Our financial numbers evolve
Overall, it seems that despite hitting the 4% safe withdrawal rule, I’m still keen on growing our wealth and income further. I guess that the 4% is now such that I could quit my work, change paths, and know that I’d be fine. It also seems that due to the ambitions of many on financial independence, we seem to still like earning and challenge. Hence, we can/and often do continue to earn significantly. So what was a 4% rule that triggered financial independence/FIRE, is just the first step towards becoming less dependent on that initial cross-over point as the years pass.
The real gift being that we can now do it in alternate work/passion projects or be stay at home parents. It’s like building your own trust fund and assessing what you really want to do with your time.
Nice post Charlie, addresses some of the things I didn’t consider so much until after I’d FIRE’d.
I’m still wrangling on when to stop living up to the 4% e.g. increasing my income as my net worth increases but I think that’s because I was definitely off the hamster wheel at “Lean Fi” and was actually closer to a 6% withdrawal rate for a number of reasons.

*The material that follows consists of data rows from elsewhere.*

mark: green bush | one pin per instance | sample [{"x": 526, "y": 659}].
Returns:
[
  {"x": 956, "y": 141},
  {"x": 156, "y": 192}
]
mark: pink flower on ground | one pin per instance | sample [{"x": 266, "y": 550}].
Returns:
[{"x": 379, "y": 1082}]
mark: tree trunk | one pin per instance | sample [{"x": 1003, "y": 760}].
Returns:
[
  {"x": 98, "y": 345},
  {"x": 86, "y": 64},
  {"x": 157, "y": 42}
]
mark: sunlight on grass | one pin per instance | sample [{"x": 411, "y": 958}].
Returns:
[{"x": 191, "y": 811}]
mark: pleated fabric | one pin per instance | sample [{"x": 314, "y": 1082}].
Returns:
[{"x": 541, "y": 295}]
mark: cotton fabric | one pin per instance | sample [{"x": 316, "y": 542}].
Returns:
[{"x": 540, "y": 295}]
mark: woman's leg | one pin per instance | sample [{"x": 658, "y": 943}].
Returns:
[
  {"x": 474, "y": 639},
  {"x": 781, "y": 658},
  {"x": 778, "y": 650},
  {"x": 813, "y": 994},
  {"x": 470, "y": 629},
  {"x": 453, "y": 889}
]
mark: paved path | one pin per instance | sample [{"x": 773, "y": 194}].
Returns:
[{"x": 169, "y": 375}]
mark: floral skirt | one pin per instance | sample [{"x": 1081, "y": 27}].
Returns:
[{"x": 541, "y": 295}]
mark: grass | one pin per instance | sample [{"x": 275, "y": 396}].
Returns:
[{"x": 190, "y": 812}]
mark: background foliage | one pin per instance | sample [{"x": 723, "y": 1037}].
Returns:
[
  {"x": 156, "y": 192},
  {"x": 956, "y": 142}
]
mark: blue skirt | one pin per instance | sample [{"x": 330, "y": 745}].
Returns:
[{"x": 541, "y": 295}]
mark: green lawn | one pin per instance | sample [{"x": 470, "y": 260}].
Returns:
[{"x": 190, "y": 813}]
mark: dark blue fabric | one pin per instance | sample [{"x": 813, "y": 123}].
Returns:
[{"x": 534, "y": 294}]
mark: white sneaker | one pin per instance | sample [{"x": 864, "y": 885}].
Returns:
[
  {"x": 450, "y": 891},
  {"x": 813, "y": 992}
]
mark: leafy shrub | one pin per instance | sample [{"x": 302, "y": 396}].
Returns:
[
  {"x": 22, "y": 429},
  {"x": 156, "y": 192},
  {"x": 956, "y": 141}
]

I think because of that we were still pretty frugal on the spending to try and close the gap which didn’t feel sustainable so when I can loosen the pressure a bit, I do. However, there has to come a point when it’s enough and any over performance in the portfolio is just reducing the 4%.
I guess that’s what they call true wealth.
You make a very good point about the behaviours of “FI people”, I think we like the thrill of the chase. Even doing passion projects and using my skills I picked up when I was working has meant that I’ve ended up earning a fairly decent side hustle salary anyway. The beauty of that is that it definitely doesn’t feel like work and the income is 100% upside as most FIRE plans (certainly mine) don’t include any side hustle income.
I’ve come to realise over time that the chase can cause us to miss out the enjoyment along the way. Whether you hit 4% this year, or next, or in 5 years time doesn’t really matter as much, but rather enjoying the work to get there and knowing you’re on track. Once you’re saving a lot/financially independent already, I feel it should be that the full-time work/part-time work/consulting/day-to-day hobbies should be something enjoyable, and not just chasing a number.